I don’t want to throw Boozer under the bus though. At the end of the day, he tried and he failed. But so did the rest of the team. Luol Deng wasn’t exactly at the top of his game. The bench mob left a lot to be desired while Joakim Noah found himself in street clothes. Rip Hamilton’s game logs (or lack thereof) speak for themselves. CJ Watson decided it was a good idea to pass to Asik instead of running out the clock or getting fouled. Boozer is an easy scapegoat and he has the kind of flaws that drive fans crazy. His play and contract is a problem at times, a problem that needs a solution.
A trade would probably be lop-sided, not in the Bulls favor. If the Bulls put Boozer on the market, teams would lowball them. And at the end of the day, even a decent trade for Boozer would leave a lot to be desired. He’s old, he has tons of years left on his contract and he isn’t exactly “championship calibre”. Teams aren’t going to be dishing out much for that. Using the amnesty on Boozer wouldn’t give the Bulls much either. It’d give them another void with even less scoring. Sure, it’d take them out of the luxury tax, but they wouldn’t be able to get much in the open market. The lack of legitimate options, and the advantages of this last option is why I suggest the Bulls should start Taj Gibson and make Boozer the sixth man.
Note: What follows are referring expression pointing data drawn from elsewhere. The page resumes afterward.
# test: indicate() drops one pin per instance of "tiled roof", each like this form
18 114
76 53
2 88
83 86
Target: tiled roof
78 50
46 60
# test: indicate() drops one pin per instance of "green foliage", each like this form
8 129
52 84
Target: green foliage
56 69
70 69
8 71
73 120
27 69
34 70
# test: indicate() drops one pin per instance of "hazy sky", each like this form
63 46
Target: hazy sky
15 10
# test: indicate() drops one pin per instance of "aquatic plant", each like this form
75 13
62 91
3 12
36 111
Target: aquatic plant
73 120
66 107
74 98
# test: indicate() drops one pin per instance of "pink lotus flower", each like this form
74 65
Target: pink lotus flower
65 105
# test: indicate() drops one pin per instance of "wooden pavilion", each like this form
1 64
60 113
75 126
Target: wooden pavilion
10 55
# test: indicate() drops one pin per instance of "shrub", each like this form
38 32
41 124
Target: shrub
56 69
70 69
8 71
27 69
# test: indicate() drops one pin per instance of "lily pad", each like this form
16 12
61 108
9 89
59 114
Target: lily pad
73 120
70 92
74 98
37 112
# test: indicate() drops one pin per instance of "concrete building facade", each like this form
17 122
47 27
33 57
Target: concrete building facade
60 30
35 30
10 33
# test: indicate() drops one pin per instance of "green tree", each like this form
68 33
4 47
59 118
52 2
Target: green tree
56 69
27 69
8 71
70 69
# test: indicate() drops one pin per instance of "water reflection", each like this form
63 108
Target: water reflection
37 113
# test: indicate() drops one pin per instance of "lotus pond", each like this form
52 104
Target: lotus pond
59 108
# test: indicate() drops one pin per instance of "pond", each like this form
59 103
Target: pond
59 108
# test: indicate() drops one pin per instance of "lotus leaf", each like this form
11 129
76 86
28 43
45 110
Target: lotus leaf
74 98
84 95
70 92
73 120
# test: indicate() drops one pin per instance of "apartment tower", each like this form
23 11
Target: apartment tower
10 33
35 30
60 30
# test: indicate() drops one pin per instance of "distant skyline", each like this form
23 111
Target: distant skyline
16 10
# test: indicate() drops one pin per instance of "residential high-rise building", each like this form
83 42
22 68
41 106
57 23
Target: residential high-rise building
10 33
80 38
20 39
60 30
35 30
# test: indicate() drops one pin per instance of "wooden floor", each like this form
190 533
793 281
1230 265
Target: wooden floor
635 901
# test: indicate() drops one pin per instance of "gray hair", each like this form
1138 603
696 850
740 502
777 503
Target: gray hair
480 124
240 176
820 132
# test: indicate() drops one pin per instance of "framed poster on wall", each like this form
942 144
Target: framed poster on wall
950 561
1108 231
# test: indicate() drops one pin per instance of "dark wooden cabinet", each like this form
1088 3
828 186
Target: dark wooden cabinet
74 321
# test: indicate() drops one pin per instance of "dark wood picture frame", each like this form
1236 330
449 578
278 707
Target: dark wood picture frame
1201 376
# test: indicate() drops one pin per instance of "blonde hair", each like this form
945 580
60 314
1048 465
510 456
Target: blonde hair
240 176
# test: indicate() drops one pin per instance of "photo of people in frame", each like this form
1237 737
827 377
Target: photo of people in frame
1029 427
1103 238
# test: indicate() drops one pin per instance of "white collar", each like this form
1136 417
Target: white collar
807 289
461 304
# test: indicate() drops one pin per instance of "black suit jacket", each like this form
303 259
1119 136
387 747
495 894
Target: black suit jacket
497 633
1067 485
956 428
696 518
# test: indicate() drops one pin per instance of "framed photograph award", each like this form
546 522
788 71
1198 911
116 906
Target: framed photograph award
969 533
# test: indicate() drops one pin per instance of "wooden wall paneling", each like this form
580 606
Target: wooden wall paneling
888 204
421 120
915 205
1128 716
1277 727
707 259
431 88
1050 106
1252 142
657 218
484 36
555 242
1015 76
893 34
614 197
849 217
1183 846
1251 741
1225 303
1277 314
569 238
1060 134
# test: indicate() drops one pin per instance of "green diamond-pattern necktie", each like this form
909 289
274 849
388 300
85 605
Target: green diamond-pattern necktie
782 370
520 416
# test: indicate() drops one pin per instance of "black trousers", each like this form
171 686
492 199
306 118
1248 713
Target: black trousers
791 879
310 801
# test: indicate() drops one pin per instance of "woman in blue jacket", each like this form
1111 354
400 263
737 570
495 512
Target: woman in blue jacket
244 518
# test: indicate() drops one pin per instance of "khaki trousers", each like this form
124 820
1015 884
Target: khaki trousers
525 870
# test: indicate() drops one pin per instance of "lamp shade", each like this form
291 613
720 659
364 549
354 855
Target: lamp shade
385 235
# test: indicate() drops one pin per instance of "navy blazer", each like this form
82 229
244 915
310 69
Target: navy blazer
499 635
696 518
Taj has earned it, and maybe in an offense that has better flow and can create better shots for him, as opposed to the offense led by Skywalker and Watson, Taj will be able to find himself a niche. Carlos Boozer, on the other hand, loves to feast on lesser players… something he’ll be able to do coming off the bench. The Bulls starting line-up would be one of the best all-time defensively, and the bench mob would have a legitimate source of offensive production. While Lakers were essentially able to trade Derek Fisher and Luke Walton for Ramon Sessions, I doubt the Bulls will be able to find themselves in a lucky break like that. Until then, giving Taj Gibson a chance to start seems like an option that needs more exploration.